Where are the photos of the raid, his body and the burial at sea?
The photos taken have been tightly kept under wraps citing national security and, if released, a clear and present danger to Americans home and abroad.
Government records indicate there are 52 images of bin Laden taken just after his death and when his body was aboard the USS Carl Vinson.
Now a conservative legal group, Judicial Watch, is demanding that these photos be released to the public. They contend that The Freedom of Information Act requires the government to release the pictures or better explain why the release of specific images would damage national security.
The government believes there are serious sensitivities concerning the death of bin Laden and that releasing the pictures could lead to violence against Americans.

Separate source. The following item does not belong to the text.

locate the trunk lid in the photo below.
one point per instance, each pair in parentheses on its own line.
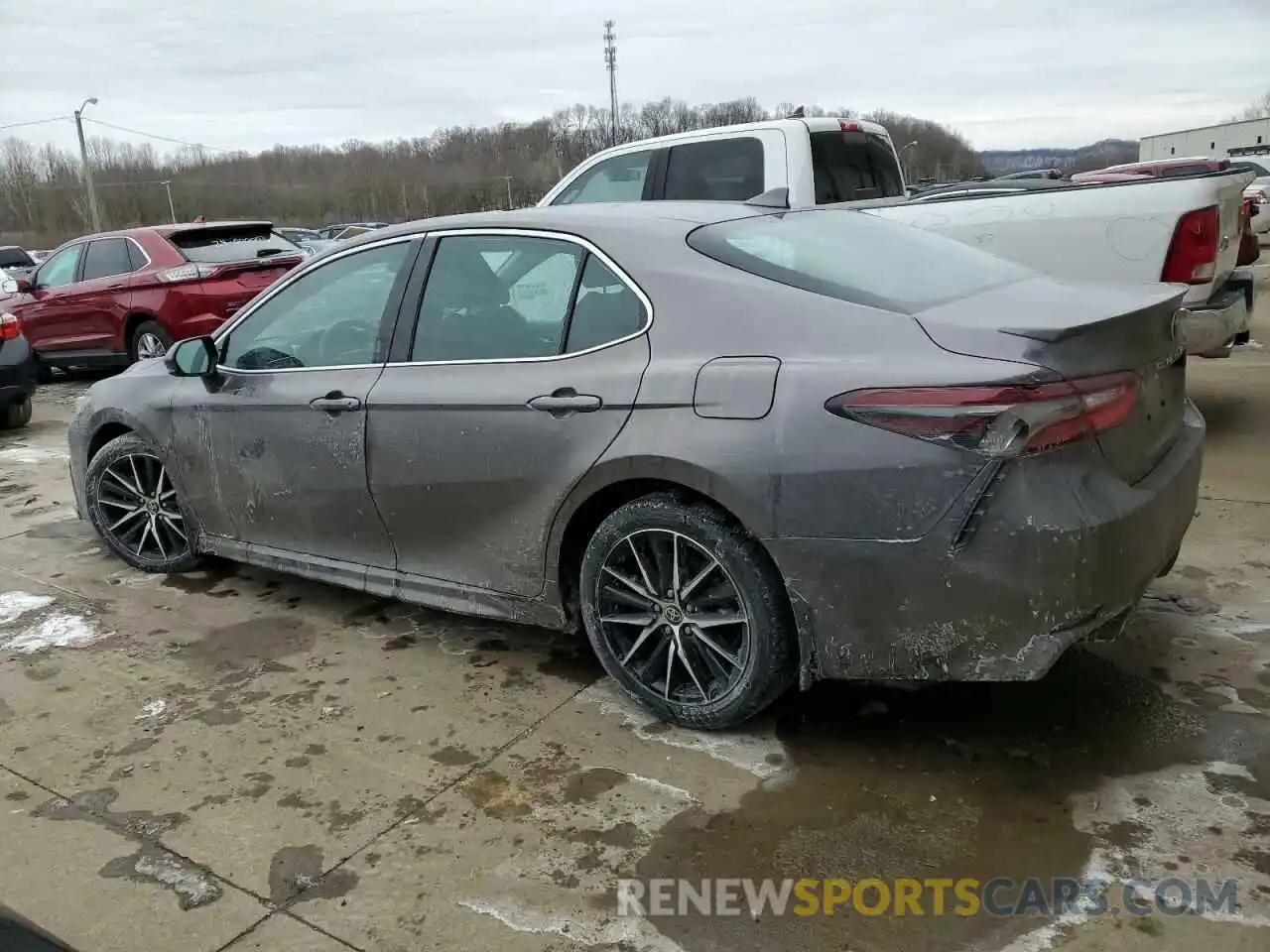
(1083,331)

With the airing of first anniversary TV specials on the raid and now the release of a major motion picture (Zero Dark Thirty), the public is more aware of what went on and wanting to see more.
A federal judge ruled in April 2012 that there were legitimate national security interests to deny disclosure.
The U.S. Court of Appeals is now considering this new request but mentioned the legitimate concern since there were previous incidents that led to violence in the Arab world and provided terrorists with fuel for propaganda (as did the treatment of prisoners at Abu Ghraib and Americans desecrating Qurans).
It was rumored by a member of Judicial Watch that President Obama is asking the courts to rewrite the Freedom of Information Act to allow his administration to withhold documents simply because their disclosure may cause controversy.
These photos would fall under that Act.
The killing of Osama is probably one of the reason Obama was re-elected.